Citable corpora

Published

June 12, 2024

The CitableTextCorpus is a wrapper around a Vector of CitablePassages. You can construct one from a Vector CitablePassages.

using CitableCorpus
using CitableText

bancroft1 = CtsUrn("urn:cts:citedemo:gburg.bancroft.v2:1")
everett1 = CtsUrn("urn:cts:citedemo:gburg.everett.v2:1")
psgs = [
    CitablePassage(bancroft1, "Four score and seven years ago our fathers brought forth, on this continent, a new nation, conceived in Liberty, and dedicated to the proposition that all men are created equal."),
    CitablePassage(everett1, "Four score and seven years ago our fathers brought forth, upon this continent, a new nation, conceived in Liberty, and dedicated to the proposition that all men are created equal.")
]
corpus = CitableTextCorpus(psgs)
┌ Warning: The active manifest file has dependencies that were resolved with a different julia version (1.9.1). Unexpected behavior may occur.
└ @ ~/Desktop/cite-julia/CitableCorpus.jl/Manifest.toml:0
┌ Warning: The project dependencies or compat requirements have changed since the manifest was last resolved.
│ It is recommended to `Pkg.resolve()` or consider `Pkg.update()` if necessary.
└ @ Pkg.API /Applications/Julia-1.10.app/Contents/Resources/julia/share/julia/stdlib/v1.10/Pkg/src/API.jl:1807
Precompiling CitableCorpus
  ✓ CitableCorpus
  1 dependency successfully precompiled in 1 seconds. 43 already precompiled.
Corpus with 2 citable passages in 2 documents.

The CitableTextCorpus implements the CitableCollectionTrait, and therefore supports URN comparison and CEX serialization.

using CitableBase
citablecollection(corpus)
true
cexserializable(corpus)
true
urncomparable(corpus)
true
urntype(corpus)
CtsUrn

In addition, it implements Julia’s Iterators behavior.

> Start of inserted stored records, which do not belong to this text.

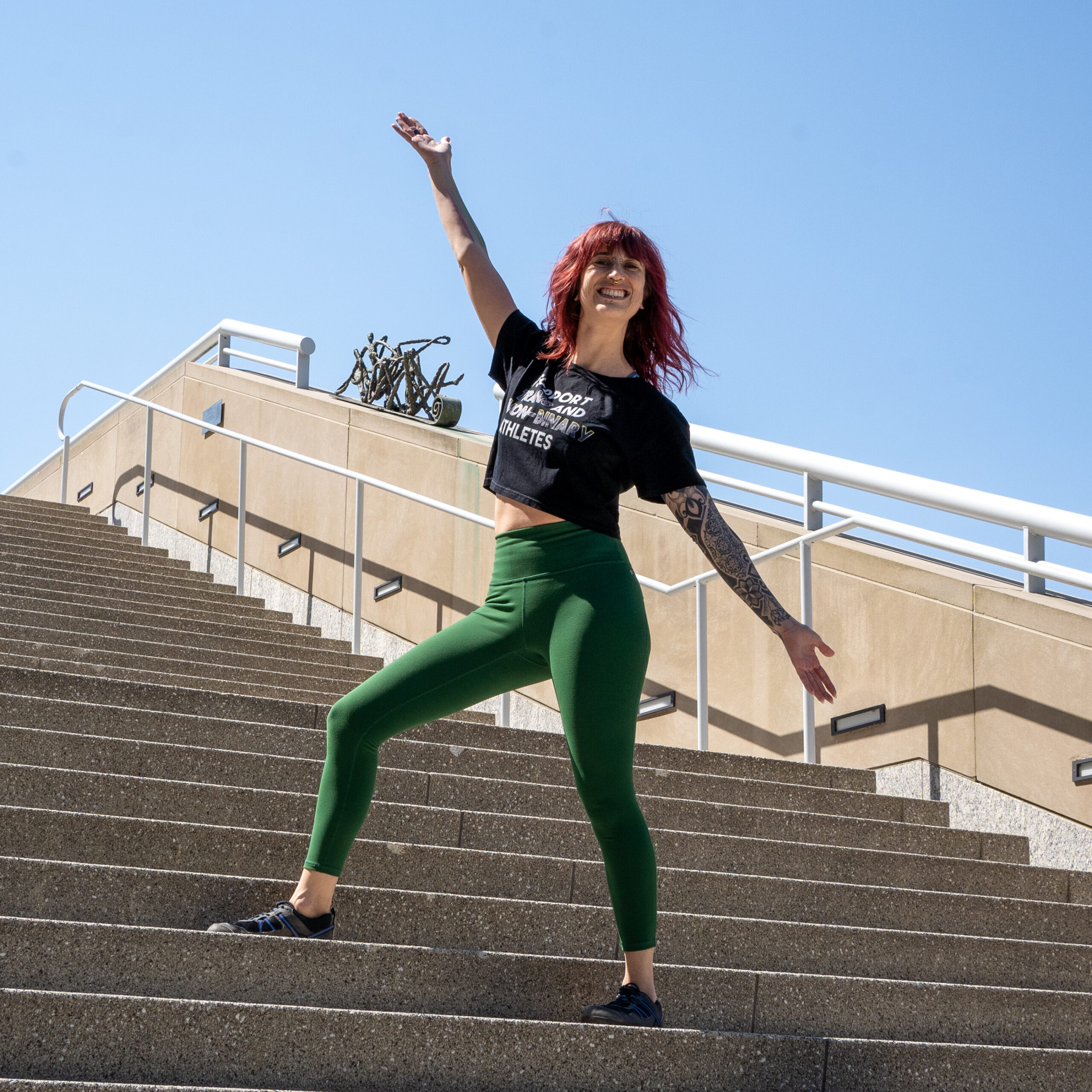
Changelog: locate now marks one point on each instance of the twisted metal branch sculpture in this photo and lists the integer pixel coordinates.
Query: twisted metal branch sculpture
(400, 367)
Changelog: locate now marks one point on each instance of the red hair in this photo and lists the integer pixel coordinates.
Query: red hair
(654, 344)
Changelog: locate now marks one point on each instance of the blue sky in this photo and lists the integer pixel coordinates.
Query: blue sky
(876, 217)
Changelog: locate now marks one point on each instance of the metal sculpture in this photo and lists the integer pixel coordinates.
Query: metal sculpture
(380, 371)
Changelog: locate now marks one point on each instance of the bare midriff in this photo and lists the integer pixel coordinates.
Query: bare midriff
(512, 516)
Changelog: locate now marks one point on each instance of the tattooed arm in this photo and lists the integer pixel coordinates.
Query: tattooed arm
(695, 509)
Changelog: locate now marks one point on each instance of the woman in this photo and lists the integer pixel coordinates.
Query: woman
(582, 421)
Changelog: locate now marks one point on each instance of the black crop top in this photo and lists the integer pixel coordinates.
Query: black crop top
(570, 441)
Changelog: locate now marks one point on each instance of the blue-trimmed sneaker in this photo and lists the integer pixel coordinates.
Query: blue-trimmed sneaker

Urn comparison and filtering

urnequals(everett1, corpus)
Corpus with 1 citable passages in 1 documents.
allgburg = CtsUrn("urn:cts:citedemo:gburg:")
urncontains(allgburg, corpus)
Corpus with 2 citable passages in 2 documents.
allgburg = CtsUrn("urn:cts:citedemo:gburg:")
urnsimilar(allgburg, corpus)
Corpus with 2 citable passages in 2 documents.

CEX serialization

corpuscex = cex(corpus)
"#!ctsdata\nurn:cts:citedemo:gburg.bancroft.v2:1|Four score and seven years ago our fathers brought forth, on this continent, a new nation, conceived in Liberty, and dedicated to the proposition that all men are created equal.\nurn:cts:citedemo:gburg.everett.v2:1|Four score and seven years ago our fathers brought forth, upon this continent, a new nation, conceived in Liberty, and dedicated to the proposition that all men are created equal."
fromcex(corpuscex, CitableTextCorpus) == corpus
true

## Iteration

length(corpus)
2
eltype(corpus)
CitablePassage
collect(corpus)
2-element Vector{CitablePassage}:
 <urn:cts:citedemo:gburg.bancroft.v2:1> Four score and seven years ago our fathers brought forth, on this continent, a new nation, conceived in Liberty, and dedicated to the proposition that all men are created equal.
 <urn:cts:citedemo:gburg.everett.v2:1> Four score and seven years ago our fathers brought forth, upon this continent, a new nation, conceived in Liberty, and dedicated to the proposition that all men are created equal.
for psg in corpus
    println(psg)
end
<urn:cts:citedemo:gburg.bancroft.v2:1> Four score and seven years ago our fathers brought forth, on this continent, a new nation, conceived in Liberty, and dedicated to the proposition that all men are created equal.
<urn:cts:citedemo:gburg.everett.v2:1> Four score and seven years ago our fathers brought forth, upon this continent, a new nation, conceived in Liberty, and dedicated to the proposition that all men are created equal.